小小的花隻有三瓣,被裴一白隨手一捏後,花瓣竟頓時如紙灰一般成了粉狀,然後從他的指尖簌簌灑落。

“是幾乎絕種了。”慕容歆瞪了他一眼,口氣涼涼道,“所以還望少醫手下留情,這一小片無心花,皇上可是花了萬兩黃金和我買的,就少醫手中那一朵,可值一百多兩銀子呢。少醫也知道,如今國庫日漸空虛,這要是讓皇上知道了……”

裴一白聞言,五指一顫,立刻伸手拍落了還沾在衣擺上的花瓣灰燼,咳了幾聲以後笑道,“將軍大度,怎會和我這一介莽夫多加計較。”

“我是無妨的,皇上如今對銀兩一事卻似乎並不大度。”慕容歆發現,她喜歡看裴一白那略顯窘迫的模樣,這朗朗如玉皎皎似月一般的男子太過清朗華貴,慕容歆猶記第一次見裴一白的時候,他身著一襲珍月長衫,墨發高束,緞帶齊腰,竟有一種如同畫上走下來的謫仙一般,讓慕容歆看得目瞪口呆。

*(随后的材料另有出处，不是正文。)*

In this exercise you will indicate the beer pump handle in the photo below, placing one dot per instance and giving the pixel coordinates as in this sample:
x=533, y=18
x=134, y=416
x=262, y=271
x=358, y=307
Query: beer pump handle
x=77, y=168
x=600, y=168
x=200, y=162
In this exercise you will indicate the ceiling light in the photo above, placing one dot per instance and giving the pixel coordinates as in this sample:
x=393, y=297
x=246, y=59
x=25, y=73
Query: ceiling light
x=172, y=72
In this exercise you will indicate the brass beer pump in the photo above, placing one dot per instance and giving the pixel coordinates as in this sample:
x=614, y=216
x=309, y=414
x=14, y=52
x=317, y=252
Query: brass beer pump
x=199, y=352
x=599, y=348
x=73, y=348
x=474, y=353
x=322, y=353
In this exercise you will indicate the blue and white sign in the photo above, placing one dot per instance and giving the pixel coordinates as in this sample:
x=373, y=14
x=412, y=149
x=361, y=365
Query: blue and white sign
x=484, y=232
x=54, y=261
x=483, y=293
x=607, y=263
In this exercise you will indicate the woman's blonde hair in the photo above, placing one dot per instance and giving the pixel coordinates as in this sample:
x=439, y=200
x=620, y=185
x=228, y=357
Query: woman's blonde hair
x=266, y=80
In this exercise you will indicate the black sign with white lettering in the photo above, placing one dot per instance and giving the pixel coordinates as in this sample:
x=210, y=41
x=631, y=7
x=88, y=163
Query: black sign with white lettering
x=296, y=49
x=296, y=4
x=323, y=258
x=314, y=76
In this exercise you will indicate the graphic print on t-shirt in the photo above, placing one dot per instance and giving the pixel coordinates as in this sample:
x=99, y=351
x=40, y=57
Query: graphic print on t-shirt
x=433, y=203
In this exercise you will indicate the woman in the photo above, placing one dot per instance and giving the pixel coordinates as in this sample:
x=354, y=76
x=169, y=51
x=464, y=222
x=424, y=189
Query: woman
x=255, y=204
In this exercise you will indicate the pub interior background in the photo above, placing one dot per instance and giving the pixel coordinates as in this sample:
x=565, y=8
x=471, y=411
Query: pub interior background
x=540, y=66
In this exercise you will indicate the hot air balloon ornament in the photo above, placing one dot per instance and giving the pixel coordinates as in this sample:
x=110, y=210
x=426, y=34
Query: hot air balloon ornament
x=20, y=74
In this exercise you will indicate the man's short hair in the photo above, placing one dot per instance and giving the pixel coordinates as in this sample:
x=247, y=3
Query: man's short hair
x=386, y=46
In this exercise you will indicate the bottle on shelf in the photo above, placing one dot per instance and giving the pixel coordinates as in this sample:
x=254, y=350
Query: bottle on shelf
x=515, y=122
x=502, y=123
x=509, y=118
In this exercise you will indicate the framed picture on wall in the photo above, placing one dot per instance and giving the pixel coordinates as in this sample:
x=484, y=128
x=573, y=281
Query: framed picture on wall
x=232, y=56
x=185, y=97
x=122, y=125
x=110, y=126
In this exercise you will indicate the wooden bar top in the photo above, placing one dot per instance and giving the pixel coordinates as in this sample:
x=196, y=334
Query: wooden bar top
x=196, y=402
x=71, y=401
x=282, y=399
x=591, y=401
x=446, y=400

一想到這樣的人也食人間煙火,也吃五穀雜糧,也有喜怒哀樂,慕容歆便覺得有些不可思議。

“聽聞將軍好像喜歡看戲。”算了,正如陸承廷所言,這世上唯小人與女子難養也,皇上最近確實一直在為國庫虛空的事兒犯愁憂思,如果這個時候慕容歆再在禦前參他一本的話,那他這好不容易舔著臉剛撈到的太醫院禦職豈不是要泡湯了?

“什麼戲?”慕容歆果然好奇了。